A polar curve has the equation $$ r=a(1+ \cos \theta)$$
The point on the curve with polar coordinates (r,$\theta$) has Cartesian coordinates (x,y).
Find the minimum value of y.
Attempt I found the $ \frac{dy}{d\theta} $and equated it to 0. However I found two solutions; $\cos \theta=1/2 $and $\cos \theta=-1$
$\cos \theta=1/2 $gives the correct value for y. Can somebody tell me what the second solution mean?
Relative extrema on polars occur where $\frac{dy}{d\theta} = 0$ and $\frac{dx}{d\theta} \neq 0$. This second part is important.
Think about where extrema occur when $y$ is a function of $x$ ($y(x)$ - "a normal equation").

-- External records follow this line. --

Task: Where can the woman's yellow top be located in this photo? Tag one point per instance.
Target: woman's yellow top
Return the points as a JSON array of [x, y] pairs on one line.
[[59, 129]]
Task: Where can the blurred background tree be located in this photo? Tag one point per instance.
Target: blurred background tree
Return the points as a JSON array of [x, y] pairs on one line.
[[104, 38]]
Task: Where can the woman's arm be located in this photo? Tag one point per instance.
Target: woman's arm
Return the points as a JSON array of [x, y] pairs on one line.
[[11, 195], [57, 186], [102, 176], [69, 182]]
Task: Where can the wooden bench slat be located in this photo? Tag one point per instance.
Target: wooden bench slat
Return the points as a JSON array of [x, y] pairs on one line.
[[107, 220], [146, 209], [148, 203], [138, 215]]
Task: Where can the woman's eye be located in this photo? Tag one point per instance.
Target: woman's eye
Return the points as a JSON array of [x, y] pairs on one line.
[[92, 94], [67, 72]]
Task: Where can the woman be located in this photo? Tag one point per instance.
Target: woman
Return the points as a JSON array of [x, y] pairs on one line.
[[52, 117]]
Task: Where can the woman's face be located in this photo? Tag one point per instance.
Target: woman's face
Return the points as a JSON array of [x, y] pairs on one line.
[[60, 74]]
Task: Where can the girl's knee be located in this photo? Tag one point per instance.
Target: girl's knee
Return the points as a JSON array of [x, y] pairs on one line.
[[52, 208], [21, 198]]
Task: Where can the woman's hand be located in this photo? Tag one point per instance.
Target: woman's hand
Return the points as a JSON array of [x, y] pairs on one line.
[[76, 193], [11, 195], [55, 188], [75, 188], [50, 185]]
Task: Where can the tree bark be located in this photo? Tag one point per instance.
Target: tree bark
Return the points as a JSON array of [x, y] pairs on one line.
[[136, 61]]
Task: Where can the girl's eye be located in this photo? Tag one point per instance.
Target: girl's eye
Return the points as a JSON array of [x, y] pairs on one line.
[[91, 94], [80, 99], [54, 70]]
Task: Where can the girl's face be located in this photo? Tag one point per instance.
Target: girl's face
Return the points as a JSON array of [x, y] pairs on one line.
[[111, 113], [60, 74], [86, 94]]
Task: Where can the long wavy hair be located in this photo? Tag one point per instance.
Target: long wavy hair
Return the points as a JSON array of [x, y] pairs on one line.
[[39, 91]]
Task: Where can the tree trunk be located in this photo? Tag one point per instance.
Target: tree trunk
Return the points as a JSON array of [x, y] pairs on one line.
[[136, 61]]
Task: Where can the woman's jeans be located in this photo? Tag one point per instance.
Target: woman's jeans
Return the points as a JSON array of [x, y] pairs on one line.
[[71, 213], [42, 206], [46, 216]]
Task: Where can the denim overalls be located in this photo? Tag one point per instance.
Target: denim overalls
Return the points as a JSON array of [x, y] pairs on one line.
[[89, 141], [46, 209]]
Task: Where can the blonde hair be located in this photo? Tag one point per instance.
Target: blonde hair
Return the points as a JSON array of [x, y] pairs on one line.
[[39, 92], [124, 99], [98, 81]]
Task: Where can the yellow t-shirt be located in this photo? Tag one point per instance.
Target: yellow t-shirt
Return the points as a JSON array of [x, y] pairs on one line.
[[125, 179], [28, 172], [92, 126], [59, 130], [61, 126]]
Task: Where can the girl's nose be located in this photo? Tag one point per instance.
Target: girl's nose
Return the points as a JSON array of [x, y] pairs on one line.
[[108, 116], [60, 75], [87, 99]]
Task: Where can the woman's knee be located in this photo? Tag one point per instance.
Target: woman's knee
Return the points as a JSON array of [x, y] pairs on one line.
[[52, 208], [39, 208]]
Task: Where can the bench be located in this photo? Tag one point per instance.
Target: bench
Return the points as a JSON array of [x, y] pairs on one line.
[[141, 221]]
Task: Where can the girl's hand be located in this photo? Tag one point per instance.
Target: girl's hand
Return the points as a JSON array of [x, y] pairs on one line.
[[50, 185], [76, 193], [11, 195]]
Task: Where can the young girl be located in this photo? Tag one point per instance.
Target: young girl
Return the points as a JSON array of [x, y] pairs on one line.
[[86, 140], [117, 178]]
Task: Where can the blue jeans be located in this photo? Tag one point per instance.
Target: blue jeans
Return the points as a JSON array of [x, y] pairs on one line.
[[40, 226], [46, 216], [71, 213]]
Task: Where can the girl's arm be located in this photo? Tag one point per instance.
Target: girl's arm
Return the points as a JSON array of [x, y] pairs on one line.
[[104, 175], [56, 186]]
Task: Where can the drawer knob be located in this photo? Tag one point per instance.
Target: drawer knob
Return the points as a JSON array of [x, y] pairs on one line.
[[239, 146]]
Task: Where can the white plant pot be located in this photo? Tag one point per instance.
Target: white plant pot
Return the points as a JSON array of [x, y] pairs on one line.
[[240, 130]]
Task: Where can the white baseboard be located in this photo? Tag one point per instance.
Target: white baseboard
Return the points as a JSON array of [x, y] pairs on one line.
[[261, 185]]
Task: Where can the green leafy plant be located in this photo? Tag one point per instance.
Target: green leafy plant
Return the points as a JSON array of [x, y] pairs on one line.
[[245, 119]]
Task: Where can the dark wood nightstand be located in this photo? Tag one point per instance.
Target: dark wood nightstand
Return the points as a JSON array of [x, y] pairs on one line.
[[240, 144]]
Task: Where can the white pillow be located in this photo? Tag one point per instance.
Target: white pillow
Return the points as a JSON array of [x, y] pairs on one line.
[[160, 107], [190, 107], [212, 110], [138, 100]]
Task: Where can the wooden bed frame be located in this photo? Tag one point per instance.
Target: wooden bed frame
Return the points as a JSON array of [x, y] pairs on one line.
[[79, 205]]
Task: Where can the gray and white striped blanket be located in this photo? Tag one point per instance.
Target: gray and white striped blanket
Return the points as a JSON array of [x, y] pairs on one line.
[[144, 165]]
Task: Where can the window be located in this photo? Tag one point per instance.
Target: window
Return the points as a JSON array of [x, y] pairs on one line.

Extrema occur where $\frac{dy}{dx} = 0$ . Now note that $\frac{dy}{dx} = \frac{\frac{dy}{d\theta}}{\frac{dx}{d\theta}}$, which is zero when the numerator ($\frac{dy}{d\theta}$) is zero and is undefined when the denominator ($\frac{dx}{d\theta}$) is zero.
In your question $\frac{dx}{d\theta} = \frac{dr}{d\theta}\cos(\theta) - r \sin(\theta)$, which is zero at $\theta = \pi$ so not the location of a min.